Hamilton looked at Captain Kettle under his brows. “Will you advise me,” he said, “what I ought to do.”
“I should say it would be healthier for you to let him have his own way.”
“Thanks,” said Hamilton, and turned away. “I’ll act on that advice.”
Now the next few movements of Mr. Cranze are wrapped in a certain degree of mystery. He worried a very busy third mate, and got tripped on the hard deck for his pains; he was ejected forcibly from the engineers’ mess-room, where it was supposed he had designs on the whisky; and he was rescued by the carpenter from an irate half-breed Mosquito Indian, who seemed to have reasons for desiring his blood there and then on the spot. But how else he passed the time, and as to how he got over the side and into the water, there is no evidence to show.
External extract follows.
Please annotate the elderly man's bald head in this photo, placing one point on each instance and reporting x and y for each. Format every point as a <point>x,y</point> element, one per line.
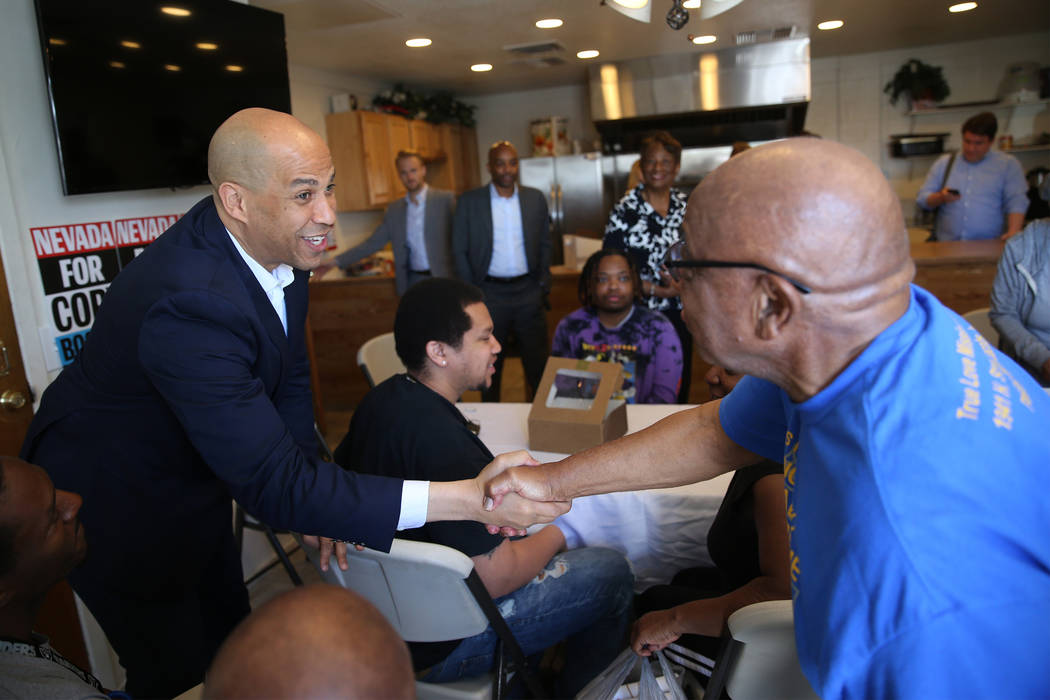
<point>815,210</point>
<point>315,641</point>
<point>819,213</point>
<point>245,147</point>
There were theories that he had been put there by violence as a just act of retribution; there was an idea that he was trying to get into a lighter which lay alongside for a cast ashore, but saw two lighters, and got into the one which didn’t exist; and there were other theories also, but they were mostly frivolous. But the very undoubted fact remained that he was there in the water, that there was an ugly sea running, that he couldn’t swim, and that the place bristled with sharks.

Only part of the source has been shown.